Understanding the universe through art

October 5, 2017 Features

The Cornell Fine Arts Museum is hosting the exhibit Time as Landscape until December 31, 2017. When you gaze into the depths of space, you gaze across eons of time. When looking across time, it is easy to become lost and distracted, realizing the smallness of humanity–and even the whole Earth—within the greater universe around us.

The universe is immense in scope spatially and temporally, but it is also true that we ascribed all those qualities by ourselves. Therefore, it is and must be our vocation to appreciate the beauty and fractal order of the universe from our experiences here in our cozy little observable corner. We matter, and it is our privilege to be able to witness and understand through science the universe as an experience rather than an object. That is the goal and purpose of Time as Landscape.

Time can be understood as both a quality of physics itself or as a personal experience, such as it “being time for class.” It can even be understood as something we either do or do not possess, like lacking time to complete deadlines. It is for this personal and impersonal nature of time that the exhibit is named for. Time is its own landscape, and in that landscape we live and create our experiences. The value of our time in existence, what we create, and the act of witnessing the nature of our existence are the themes upon which this exhibit is built.

The scale of the universe against incomparably smaller human experience is the key concept spectators of the exhibit should keep in mind. Rather than attempt to reconcile geologic or cosmologic time with human biological time, the exhibit uses these scales as a means of focusing our perspective.

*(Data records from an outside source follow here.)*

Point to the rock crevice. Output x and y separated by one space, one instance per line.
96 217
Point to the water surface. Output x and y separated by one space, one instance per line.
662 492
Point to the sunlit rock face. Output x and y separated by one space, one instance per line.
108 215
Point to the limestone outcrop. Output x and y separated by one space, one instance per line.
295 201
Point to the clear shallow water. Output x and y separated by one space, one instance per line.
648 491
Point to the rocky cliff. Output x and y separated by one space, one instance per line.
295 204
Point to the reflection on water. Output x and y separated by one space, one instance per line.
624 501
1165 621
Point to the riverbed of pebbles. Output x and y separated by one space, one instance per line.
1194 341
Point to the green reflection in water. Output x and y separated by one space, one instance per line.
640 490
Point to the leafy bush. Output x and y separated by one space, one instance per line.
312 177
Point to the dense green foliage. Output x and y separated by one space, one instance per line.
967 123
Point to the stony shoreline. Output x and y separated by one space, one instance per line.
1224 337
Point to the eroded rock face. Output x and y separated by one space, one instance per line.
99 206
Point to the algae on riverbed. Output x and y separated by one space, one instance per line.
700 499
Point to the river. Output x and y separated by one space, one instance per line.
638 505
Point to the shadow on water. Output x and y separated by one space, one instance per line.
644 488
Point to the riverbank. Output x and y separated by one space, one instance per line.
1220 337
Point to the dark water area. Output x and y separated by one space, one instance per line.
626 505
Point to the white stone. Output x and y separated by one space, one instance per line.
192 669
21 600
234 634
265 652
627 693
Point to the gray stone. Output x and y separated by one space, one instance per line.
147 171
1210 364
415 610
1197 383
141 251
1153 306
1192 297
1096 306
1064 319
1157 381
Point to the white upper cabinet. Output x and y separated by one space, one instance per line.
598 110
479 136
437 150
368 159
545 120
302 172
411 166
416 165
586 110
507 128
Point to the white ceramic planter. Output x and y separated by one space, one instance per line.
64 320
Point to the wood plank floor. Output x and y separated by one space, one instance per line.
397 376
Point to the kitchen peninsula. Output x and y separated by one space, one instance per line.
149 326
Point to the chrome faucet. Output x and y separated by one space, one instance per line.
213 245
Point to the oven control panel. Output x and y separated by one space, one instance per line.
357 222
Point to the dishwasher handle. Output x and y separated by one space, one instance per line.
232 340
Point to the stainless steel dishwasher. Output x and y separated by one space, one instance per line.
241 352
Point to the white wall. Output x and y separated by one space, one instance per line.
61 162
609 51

The featured artists use the intersection of science and creativity as a means of generating their work. The exhibit showcases many debut pieces created specifically for the exhibit and its themes. Some art attempts to pull somewhere else into the museum. A piece that does this particularly well is Eos (Dawn, Troy, 10/27/02) by Spencer Finch. Finch transports the “rosy-fingered Dawn” light of Troy from myth to the museum, constructing a scientific path to the poetic. Another piece by Camille Henrot called Grosse Fatigue seeks to demonstrate the futile attempt of humanity to categorize the universe as well as draw a metaphor for the pursuit of information in the blackhole like “Information Age.” One of the most curious pieces, however, is by Tomás Saraceno. Sarceno set up a cubed space in which he set loose spiders (whom he credits,) who create their webs within the cube. The webs evoke an image of the spread of galaxies across the greater universe, owning to the fractal order that can be observed at both the macroscopic and microscopic scales.

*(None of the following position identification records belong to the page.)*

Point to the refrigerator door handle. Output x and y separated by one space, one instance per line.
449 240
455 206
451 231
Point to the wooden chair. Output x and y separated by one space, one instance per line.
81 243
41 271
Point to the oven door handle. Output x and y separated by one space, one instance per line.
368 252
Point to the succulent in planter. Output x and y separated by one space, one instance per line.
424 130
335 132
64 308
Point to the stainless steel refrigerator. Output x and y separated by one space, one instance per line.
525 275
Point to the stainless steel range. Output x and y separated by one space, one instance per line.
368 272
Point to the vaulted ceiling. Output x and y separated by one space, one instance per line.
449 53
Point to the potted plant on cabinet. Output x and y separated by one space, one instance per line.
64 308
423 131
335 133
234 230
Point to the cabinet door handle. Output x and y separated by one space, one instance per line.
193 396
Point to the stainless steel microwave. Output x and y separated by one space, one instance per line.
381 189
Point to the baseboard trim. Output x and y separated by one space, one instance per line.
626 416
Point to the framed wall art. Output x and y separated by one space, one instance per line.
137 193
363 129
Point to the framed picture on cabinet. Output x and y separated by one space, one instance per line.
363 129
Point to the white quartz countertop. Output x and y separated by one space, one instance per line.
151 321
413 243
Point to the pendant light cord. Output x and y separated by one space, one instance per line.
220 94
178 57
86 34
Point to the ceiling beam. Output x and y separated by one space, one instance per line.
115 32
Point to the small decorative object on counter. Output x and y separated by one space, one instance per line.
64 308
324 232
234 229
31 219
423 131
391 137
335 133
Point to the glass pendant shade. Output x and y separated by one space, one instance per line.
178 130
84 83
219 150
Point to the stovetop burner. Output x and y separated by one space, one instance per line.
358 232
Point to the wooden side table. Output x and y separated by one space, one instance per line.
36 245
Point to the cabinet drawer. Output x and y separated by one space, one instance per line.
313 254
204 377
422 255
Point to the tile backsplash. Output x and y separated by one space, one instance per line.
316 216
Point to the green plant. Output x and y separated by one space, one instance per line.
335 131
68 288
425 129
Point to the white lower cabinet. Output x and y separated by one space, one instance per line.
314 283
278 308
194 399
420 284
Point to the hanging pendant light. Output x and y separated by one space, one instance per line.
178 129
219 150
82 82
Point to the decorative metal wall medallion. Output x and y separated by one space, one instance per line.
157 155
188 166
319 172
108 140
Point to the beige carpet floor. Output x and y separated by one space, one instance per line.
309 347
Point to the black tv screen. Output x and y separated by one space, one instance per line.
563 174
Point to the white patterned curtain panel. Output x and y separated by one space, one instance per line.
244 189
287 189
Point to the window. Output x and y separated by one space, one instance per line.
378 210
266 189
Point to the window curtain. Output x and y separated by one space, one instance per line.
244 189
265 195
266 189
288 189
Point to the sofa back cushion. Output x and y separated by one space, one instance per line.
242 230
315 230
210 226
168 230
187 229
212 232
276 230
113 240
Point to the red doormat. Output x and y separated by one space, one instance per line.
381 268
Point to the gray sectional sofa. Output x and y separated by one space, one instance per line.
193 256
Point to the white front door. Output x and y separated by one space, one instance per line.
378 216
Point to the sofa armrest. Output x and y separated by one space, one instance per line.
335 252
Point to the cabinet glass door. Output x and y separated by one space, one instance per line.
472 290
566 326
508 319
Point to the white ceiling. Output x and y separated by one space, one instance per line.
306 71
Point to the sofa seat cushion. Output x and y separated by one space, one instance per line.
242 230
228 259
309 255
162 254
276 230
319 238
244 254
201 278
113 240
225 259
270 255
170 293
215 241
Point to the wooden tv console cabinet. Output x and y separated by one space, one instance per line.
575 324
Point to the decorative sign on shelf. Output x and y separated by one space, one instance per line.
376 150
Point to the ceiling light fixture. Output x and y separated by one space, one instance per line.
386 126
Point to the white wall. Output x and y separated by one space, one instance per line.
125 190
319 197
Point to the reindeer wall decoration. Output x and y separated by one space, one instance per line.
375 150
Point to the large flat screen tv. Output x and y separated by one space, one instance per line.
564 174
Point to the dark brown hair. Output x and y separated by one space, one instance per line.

This is an exhibit of big ideas that cannot be contained within the confines of the this article. The art in the exhibit seems to ask rhetorical questions, many of which are answered by the asker or other pieces. It is hard to over emphasize geologic time, let alone cosmologic time, when so many of us think of time through the context of our own lives, our biological time. This exhibit challenges the viewers to pause in one moment and look across many thousands of epochs. In a way, this exhibit asks viewers to become surveyors of the Landscape of Time.

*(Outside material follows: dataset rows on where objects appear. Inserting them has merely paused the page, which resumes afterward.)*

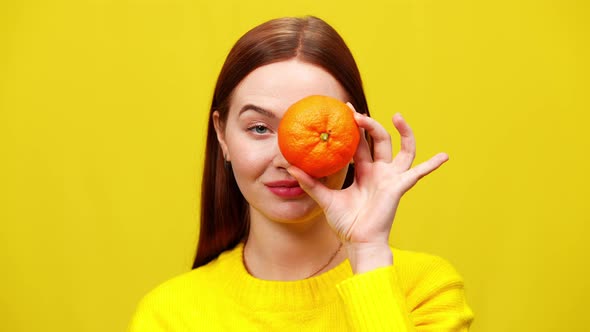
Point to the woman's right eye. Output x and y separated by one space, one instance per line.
259 129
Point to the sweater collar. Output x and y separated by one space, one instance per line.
258 294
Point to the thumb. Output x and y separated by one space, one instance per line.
314 188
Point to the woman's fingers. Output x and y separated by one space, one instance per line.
404 159
363 151
381 139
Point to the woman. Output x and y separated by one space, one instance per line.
279 250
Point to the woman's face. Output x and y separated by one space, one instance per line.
249 138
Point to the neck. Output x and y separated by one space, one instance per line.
281 251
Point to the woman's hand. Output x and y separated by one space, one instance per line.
362 214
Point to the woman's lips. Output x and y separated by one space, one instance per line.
285 188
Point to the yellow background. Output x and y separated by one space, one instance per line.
102 117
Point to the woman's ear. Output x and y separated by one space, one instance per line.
220 131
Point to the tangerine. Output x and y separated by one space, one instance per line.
319 135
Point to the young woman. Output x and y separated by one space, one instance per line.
280 250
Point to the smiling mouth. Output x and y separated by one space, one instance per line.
285 189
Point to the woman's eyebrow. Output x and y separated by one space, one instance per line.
250 107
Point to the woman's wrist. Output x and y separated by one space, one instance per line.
365 257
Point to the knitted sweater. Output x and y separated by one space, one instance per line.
418 293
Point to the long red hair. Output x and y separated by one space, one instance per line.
224 211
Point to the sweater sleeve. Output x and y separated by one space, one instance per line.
421 297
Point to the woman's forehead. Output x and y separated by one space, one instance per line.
278 85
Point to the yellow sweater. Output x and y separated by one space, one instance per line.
418 293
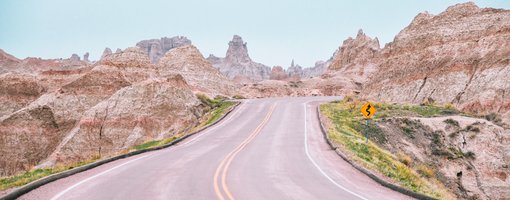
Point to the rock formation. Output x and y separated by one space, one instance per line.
197 72
156 48
349 68
277 73
237 64
107 51
74 57
86 57
318 69
460 56
17 91
124 100
7 62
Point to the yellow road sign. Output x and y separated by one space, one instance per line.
368 110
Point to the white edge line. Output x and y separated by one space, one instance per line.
317 166
109 170
92 177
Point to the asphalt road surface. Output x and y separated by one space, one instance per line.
265 149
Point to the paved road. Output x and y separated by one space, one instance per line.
265 149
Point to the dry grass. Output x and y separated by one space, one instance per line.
344 116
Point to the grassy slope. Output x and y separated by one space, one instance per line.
217 109
347 131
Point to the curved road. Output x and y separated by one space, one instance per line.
265 149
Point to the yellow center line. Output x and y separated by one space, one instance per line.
225 163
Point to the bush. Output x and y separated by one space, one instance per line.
425 171
473 128
452 122
404 158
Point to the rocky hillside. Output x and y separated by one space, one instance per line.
156 48
460 56
295 70
238 65
54 112
200 74
432 149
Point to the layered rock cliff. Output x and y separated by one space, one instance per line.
64 115
198 73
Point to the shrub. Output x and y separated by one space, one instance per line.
425 171
404 158
452 122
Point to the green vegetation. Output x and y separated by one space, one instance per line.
237 96
32 175
217 107
347 130
399 110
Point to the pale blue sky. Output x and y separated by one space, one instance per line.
276 31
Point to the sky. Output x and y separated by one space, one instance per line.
276 31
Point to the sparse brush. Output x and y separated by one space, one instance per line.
471 128
404 158
452 122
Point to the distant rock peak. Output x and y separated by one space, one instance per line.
107 51
237 50
156 48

However, this exhibit will only be here for the briefest of moments. While three months may seem like a long time right now, what is three months to your whole life? And for that matter, what is your whole life to human history? The history of the Earth? The cosmos? These questions are complex and may not have simple answers, but that is why the exhibit was formed, to help answer those questions using interdisciplinary techniques, reflective of Rollins College’s liberal arts philosophy. If you seek to know beyond your being, this is the exhibit for you.